A primary reason many people resist change is because they must change themselves. Others resist change because they focus on how hard they believe the change will be, the possible negative outcomes and fear of the unknown. Moreover, we can become comfortable with the status quo, even if it doesn’t produce happiness and success.
In focusing on the difficulties of change rather than the benefits, we prevent ourselves from exploring opportunities and taking action. Basically, we avoid change because we only focus on what we perceive as the downside.
We must embrace a more balanced perspective of change to experience increased happiness and success both personally and professionally.
Change is a reality in business, whether we want it or not. Business environments change. Economies change. Team dynamics change. Technology changes rapidly.
Life in general is about change. If we habitually resist change, we limit the potential of all that’s available to us personally and professionally.
Honest self-appraisal is essential in making a change. As you become conscious of the negative feelings and undesirable results of your choice to resist change, you can use that discomfort to propel yourself forward. Most of us reach a point where we “can’t take it anymore.” Getting really honest with yourself will help you reach this threshold sooner, saving precious time and resources in creating a reality you do find pleasing and rewarding.
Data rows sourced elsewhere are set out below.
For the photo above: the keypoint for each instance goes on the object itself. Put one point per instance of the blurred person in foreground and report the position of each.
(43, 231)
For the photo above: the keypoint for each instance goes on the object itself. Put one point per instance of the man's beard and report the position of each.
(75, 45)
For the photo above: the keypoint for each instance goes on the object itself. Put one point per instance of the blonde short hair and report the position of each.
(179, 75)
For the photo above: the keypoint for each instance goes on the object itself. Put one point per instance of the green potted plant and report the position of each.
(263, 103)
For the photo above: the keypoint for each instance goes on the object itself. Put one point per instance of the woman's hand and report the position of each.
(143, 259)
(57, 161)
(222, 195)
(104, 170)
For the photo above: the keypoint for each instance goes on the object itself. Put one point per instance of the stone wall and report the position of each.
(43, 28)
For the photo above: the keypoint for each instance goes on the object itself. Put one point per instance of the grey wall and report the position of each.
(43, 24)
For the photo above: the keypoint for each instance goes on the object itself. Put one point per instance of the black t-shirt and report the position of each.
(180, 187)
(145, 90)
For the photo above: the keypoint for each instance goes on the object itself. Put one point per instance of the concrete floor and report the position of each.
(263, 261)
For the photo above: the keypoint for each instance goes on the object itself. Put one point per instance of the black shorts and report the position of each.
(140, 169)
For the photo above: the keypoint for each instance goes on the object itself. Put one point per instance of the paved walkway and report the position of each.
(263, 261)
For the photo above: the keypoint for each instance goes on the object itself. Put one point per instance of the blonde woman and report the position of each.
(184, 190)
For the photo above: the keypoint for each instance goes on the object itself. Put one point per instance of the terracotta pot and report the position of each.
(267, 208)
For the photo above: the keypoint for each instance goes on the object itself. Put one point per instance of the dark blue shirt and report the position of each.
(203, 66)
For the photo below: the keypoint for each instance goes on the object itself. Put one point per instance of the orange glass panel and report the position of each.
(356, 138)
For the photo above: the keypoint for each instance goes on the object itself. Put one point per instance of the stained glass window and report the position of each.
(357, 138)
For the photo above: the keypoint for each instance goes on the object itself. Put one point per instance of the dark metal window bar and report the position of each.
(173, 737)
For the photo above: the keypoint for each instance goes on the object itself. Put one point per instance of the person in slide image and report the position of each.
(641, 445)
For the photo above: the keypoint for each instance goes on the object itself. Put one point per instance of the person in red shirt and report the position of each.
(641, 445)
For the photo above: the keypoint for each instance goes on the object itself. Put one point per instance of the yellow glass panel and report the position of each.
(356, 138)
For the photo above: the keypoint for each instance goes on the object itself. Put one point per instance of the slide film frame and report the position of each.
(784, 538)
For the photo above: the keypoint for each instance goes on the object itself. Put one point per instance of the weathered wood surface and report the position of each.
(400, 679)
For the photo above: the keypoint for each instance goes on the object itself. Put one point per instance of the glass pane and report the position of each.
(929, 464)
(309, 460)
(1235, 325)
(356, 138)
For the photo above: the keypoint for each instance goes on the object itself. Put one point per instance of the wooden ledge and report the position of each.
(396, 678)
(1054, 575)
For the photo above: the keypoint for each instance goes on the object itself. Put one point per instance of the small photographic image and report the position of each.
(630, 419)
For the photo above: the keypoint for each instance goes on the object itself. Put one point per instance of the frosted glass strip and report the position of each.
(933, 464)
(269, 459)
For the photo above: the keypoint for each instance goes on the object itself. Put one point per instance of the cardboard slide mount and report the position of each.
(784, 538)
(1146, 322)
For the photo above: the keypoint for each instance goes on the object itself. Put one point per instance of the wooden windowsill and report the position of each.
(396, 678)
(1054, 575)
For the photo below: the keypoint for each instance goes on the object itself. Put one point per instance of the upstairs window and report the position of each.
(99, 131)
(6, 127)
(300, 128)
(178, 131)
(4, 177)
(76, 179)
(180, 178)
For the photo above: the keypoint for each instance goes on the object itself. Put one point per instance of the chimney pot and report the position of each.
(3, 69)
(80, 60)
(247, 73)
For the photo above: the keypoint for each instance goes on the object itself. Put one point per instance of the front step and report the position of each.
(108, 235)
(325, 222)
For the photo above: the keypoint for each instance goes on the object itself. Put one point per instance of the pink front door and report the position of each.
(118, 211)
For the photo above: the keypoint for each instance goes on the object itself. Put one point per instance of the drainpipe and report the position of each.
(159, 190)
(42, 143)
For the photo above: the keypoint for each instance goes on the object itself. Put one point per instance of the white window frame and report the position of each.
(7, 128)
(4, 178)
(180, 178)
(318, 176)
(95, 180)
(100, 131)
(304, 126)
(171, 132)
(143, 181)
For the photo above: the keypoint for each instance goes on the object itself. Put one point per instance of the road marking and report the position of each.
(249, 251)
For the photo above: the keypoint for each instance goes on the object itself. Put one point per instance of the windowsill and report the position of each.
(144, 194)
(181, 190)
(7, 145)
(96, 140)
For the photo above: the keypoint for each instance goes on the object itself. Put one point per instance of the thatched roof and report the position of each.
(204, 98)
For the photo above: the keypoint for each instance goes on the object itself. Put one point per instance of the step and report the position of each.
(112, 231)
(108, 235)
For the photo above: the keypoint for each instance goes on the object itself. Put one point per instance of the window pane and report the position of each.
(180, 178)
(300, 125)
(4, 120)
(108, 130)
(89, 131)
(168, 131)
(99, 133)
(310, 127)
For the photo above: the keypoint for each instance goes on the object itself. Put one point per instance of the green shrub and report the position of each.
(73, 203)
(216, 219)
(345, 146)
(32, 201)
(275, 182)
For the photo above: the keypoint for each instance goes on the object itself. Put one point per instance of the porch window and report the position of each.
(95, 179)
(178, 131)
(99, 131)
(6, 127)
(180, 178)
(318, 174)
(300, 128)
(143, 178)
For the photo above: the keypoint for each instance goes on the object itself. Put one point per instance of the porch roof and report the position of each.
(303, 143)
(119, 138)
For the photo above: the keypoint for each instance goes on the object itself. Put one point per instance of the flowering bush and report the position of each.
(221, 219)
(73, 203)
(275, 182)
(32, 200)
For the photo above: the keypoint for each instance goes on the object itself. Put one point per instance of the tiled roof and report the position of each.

If, during your honest self-appraisal, you find you’re not pleased with the way things are going in your business or life, change how you perceive change. You’ll better position yourself to take actions to improve your situation and enhance your feelings of happiness and success.
In my coaching and consulting work, I show people how their thought and behavior patterns work against what they want — how they’re actually working against themselves and the happiness and success they desire. We then develop new thoughts and behaviors that allow them to change their realities in positive ways. We focus on the reasons for making changes, the process of change and the benefits for doing so.
One example of this would be to let go a team member who possesses the skills to do the job, but whose attitude and behavior damages corporate culture, customer relations and the bottom line. If you walk into your business and feel an aversion to certain team members because of their negativity, then a change of some sort is in order. This situation is common in the business world, and it becomes more damaging the longer it’s allowed to continue.
Business owners and managers typically avoid personnel changes because of the time, effort and money involved in hiring and training a new person. They’re reluctant to face the tough talk or confrontation that can accompany letting someone go. They fear retribution, unemployment claims and being bad mouthed.
As you turn your attention from what at first appears to be the overwhelming effort involved in making changes and focus instead on the benefits, you’ll take on change with an energy that makes the process seem a lot less daunting. In other words, a major barrier to change is eliminated when you focus on how it will improve you and the situation.
Change is much easier when we choose to see it in a positive light. As we embrace change, we alter our perception of it from a bad thing to a positive thing filled with potentiality and opportunity.
Human beings are amazing, and they can accomplish great feats once they open their minds to possibility and then take action.